Back in the day, when I was busy defending my country, I would occasionally be required to issue a “Sit Rep.” In official military parlance, the Sit Rep, or Situation Report, is a document issued by an officer to his underlings advising them of military conditions. This useful concept was immediately appropriated by us swabbies in a parody of official behavior. Just about everything we did was, in one way or another, a parody of official behavior.
For example, after an all-night recon patrol in some Sailortown ghetto of honkey-tonks and strip clubs, my running mate might say to me, “Sailor, what’s your sitrep?” Whereupon I would issue said report, to which he would respond, “Outstanding!”

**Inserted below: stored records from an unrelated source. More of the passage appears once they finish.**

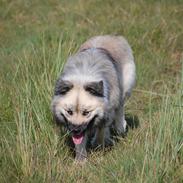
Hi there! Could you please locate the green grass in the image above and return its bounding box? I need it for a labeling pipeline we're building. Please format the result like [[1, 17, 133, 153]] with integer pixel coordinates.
[[0, 0, 183, 183]]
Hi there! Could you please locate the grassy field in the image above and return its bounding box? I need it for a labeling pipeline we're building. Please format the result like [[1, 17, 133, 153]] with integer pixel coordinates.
[[0, 0, 183, 183]]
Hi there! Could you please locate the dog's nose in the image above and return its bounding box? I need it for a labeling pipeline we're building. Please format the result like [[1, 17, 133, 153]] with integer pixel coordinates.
[[68, 123, 86, 134]]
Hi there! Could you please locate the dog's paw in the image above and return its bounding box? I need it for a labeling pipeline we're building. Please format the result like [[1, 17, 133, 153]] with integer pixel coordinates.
[[115, 119, 128, 136]]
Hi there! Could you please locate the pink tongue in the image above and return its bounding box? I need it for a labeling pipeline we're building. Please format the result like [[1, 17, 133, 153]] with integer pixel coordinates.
[[72, 134, 83, 144]]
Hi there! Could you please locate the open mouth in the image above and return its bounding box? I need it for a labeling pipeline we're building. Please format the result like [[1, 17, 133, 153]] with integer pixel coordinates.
[[72, 133, 84, 145]]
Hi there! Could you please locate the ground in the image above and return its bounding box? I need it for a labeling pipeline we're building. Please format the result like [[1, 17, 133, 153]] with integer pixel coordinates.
[[0, 0, 183, 183]]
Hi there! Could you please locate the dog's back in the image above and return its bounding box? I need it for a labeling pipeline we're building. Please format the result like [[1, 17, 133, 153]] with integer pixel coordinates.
[[79, 35, 135, 97]]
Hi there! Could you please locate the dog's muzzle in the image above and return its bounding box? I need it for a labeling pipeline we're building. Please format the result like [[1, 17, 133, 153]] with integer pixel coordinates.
[[68, 122, 88, 135]]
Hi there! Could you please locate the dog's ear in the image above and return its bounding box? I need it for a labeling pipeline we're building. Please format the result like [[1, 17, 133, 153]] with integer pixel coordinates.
[[54, 79, 73, 95], [84, 80, 104, 97]]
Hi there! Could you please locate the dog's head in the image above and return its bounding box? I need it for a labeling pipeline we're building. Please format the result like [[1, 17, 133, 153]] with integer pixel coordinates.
[[52, 79, 104, 144]]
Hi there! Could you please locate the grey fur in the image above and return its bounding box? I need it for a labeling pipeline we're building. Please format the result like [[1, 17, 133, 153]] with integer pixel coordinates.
[[52, 36, 135, 159]]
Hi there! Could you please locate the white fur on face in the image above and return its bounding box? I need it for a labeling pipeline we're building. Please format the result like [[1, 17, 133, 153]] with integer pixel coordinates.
[[55, 86, 104, 125]]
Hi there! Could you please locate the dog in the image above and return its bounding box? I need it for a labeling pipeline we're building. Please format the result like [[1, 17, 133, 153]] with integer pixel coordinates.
[[51, 35, 136, 161]]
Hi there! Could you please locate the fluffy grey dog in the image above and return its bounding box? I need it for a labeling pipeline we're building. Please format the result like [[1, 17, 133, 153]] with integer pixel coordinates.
[[52, 35, 135, 160]]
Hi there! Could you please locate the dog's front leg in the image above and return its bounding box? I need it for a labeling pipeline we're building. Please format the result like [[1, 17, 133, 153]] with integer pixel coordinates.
[[75, 133, 88, 162]]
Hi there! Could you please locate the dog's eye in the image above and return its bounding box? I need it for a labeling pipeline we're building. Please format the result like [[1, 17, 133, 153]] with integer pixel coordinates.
[[82, 111, 90, 116], [67, 109, 73, 116]]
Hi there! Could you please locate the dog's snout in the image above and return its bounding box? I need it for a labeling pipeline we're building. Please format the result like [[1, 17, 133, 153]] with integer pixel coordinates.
[[68, 123, 86, 134]]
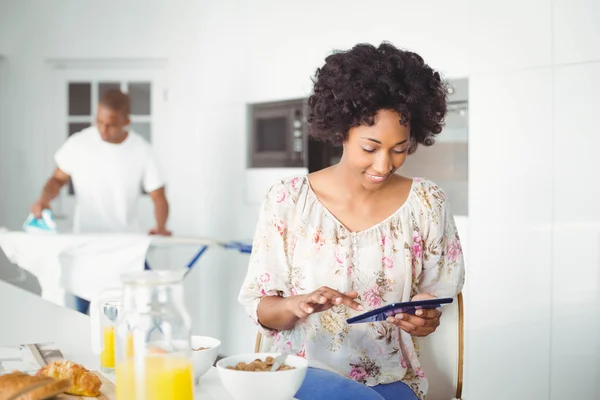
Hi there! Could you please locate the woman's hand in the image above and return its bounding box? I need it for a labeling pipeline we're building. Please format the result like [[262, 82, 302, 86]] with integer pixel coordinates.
[[288, 286, 364, 319], [387, 293, 442, 336]]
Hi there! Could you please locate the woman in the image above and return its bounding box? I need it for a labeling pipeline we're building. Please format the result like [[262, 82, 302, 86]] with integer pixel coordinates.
[[239, 43, 464, 400]]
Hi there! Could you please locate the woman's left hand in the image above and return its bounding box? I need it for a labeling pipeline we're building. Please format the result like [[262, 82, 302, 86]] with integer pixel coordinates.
[[387, 293, 442, 336]]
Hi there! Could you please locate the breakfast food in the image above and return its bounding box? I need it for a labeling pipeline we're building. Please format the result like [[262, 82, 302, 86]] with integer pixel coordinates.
[[227, 357, 294, 372], [0, 371, 70, 400], [37, 360, 102, 397]]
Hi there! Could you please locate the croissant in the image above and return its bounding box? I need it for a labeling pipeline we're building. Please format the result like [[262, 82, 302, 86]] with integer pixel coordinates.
[[0, 371, 69, 400], [37, 360, 102, 397]]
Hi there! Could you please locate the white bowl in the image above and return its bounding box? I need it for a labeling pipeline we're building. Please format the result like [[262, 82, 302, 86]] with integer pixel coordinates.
[[191, 336, 221, 382], [217, 353, 308, 400]]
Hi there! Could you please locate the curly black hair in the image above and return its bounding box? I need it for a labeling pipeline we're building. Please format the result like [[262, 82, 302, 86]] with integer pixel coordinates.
[[307, 42, 448, 154]]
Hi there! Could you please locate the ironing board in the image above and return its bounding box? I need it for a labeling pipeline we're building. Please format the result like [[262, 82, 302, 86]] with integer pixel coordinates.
[[0, 228, 252, 305]]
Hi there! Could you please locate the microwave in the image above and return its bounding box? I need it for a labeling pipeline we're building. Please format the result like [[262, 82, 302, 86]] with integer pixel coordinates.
[[248, 99, 308, 168]]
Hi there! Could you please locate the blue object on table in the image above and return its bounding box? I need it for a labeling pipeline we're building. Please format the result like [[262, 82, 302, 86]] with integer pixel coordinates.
[[144, 242, 252, 272], [23, 209, 57, 233]]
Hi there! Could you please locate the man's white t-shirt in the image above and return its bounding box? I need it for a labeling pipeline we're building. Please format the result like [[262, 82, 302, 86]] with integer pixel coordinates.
[[54, 126, 165, 233]]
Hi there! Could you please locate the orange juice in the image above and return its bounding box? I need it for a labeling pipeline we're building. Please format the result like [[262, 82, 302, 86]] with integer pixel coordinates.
[[100, 326, 115, 370], [116, 355, 194, 400]]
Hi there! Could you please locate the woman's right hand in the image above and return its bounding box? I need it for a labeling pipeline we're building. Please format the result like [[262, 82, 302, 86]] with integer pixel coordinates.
[[288, 286, 364, 319]]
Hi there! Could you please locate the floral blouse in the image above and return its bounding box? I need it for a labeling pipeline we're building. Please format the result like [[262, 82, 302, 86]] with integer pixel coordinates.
[[239, 177, 464, 399]]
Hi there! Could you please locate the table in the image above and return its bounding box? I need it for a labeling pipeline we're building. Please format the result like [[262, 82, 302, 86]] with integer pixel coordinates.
[[0, 280, 232, 400]]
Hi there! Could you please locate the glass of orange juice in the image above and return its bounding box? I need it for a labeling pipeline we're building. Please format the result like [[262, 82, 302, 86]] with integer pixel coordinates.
[[115, 271, 194, 400], [116, 354, 194, 400], [100, 299, 122, 374]]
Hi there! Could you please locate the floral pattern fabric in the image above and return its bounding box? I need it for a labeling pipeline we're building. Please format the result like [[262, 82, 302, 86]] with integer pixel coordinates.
[[239, 176, 464, 399]]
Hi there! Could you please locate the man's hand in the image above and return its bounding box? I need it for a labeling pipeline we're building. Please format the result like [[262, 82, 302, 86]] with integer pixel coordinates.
[[148, 226, 173, 236], [387, 293, 442, 336]]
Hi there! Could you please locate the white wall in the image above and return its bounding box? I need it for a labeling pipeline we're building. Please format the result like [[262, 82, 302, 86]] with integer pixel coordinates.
[[466, 0, 600, 400], [0, 0, 600, 400]]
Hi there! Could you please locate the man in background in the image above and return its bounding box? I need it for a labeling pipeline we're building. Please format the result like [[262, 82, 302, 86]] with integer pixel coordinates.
[[31, 90, 171, 313]]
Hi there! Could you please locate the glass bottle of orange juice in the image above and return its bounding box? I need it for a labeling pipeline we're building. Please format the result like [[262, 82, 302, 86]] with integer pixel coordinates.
[[115, 271, 194, 400]]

“Outstanding!” was the obligatory reply to any sitrep. If the sitrep was a good one – “I just found a $20 bill rolled up in my sock.” – the “Outstanding!” would be genuine and heartfelt. However, it worked just as well when deployed ironically, as in “I think I broke my ankle stepping off the curb. I can’t walk.” – “Outstanding!”
All of which is prefatory to my sitrep for July 17, 2017, my favorite time of year.
The gardens are flourishing
The painting of the back of the house in nearly completed
The Tour de France is more interesting this year than it has been in quite a while. Any one of half a dozen riders has a chance to win.
I sent Maritime List 250 to my customers via e-blast last Monday night. By Tuesday night it was 50% sold. Over the next week I received only one more order. Instanter!
And ever more connected. On Sunday there was a little country auction on the South Shore that had a whaling log. I received five calls and emails from all over the country from colleagues advising me of the existence of this item. Last Friday I went down and previewed the whaling log. It proved to be a mediocre example of its kind. Some nice whale stamps, but minimal narrative and broken parts of two successive voyages. I left a mediocre bid and went on about my business. Of course, with the eyes of the entire nation upon that whaling log, my sensible bid didn’t stand a chance. The logbooks sold for $2250 higher than my bid… not counting the 20% premium. Sheesh! People just got too damned much money.
Well, I don’t care. I’m going to finish painting, give everything a good watering, and spend a while at writer’s camp in Canada to wrap up my novel.